Michael McCarthy was canoeing via the Intracoastal Waterway near St. Petersburg, Florida, when he found the acquainted flash of silver in the water ahead of him. A dolphin was swimming nearby, and she appeared to be cradling a small, limp body.
At first, McCarthy thought the dolphin had actually just caught her dinner, but as he saw, a heartbreaking scene unfurled prior to him.
” It took me a min to approve what I was seeing when I first spotted the dolphin,” McCarthy, the owner of the See Through Canoe Company, told The Dodo. “I intended to think it was a large redfish or something, but it rapidly became apparent that it was a dead calf.”.
McCarthy took out his camera and started shooting the mother dolphin’s funeral procession. She nuzzled the body of her calf bone, caressing it in a dance of grief.
Luckily, she had not been alone.
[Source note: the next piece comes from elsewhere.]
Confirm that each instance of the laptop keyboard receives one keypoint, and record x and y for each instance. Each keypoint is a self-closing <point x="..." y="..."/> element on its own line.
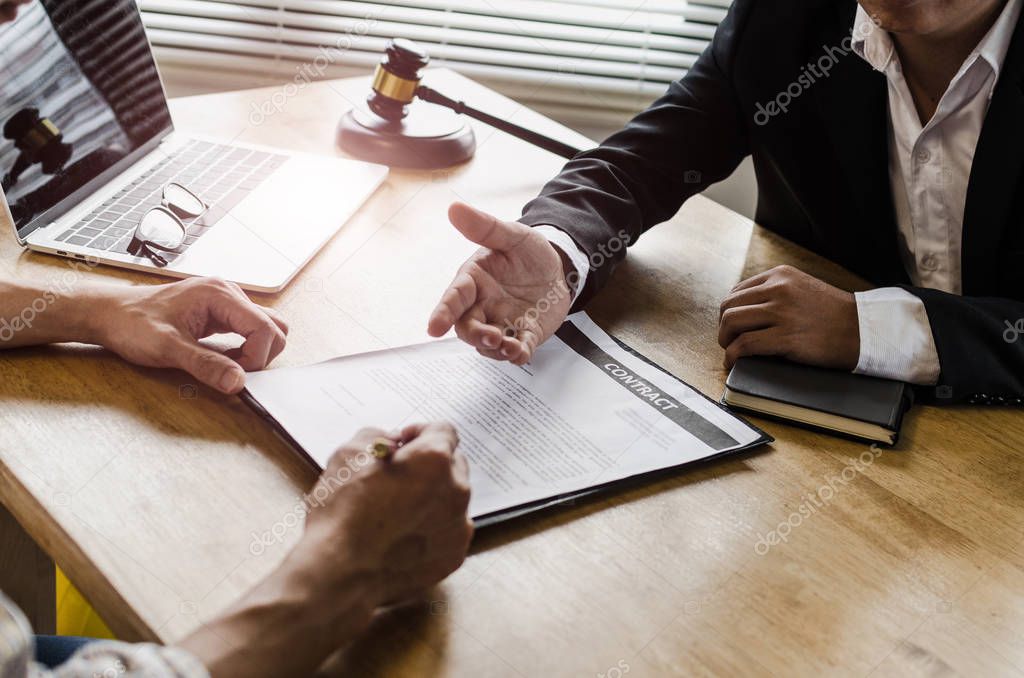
<point x="221" y="175"/>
A fellow dolphin swam together with her, in a seeming effort to secure and comfort his friend. “As the mother made her way north via the Intracoastal Waterway, various other dolphins joined her for short distances and after that went on their way,” McCarthy said, “except for one dolphin that stuck with the mom the whole time.”.
The calf bone appeared to be the sufferer of a run-in with a motorboat– something McCarthy has actually seen all too regularly. “Judging by the scar patterns on the calf it was most likely hit by a watercraft propeller,” McCarthy said. “I’ve spent the majority of my life on the water and a lot of time around manatees and dolphins so, unfortunately, I’m extremely familiar with what propeller wounds appear like.”.
This made McCarthy even more determined to capture the dolphin’s sorrow on film, in an effort to “assist raise awareness to a problem I see constantly,” he noted.
A common misconception among boaters is that dolphins are “too quick to get hit,” notes McCarthy, however that’s simply not true. “The calves are even more susceptible since they can not swim as quick and have to surface a lot more frequently for air,” he added.
Previous studies recommend that cetaceans – dolphins and whales – display mourning behaviors, especially mothers mourning their dead calves.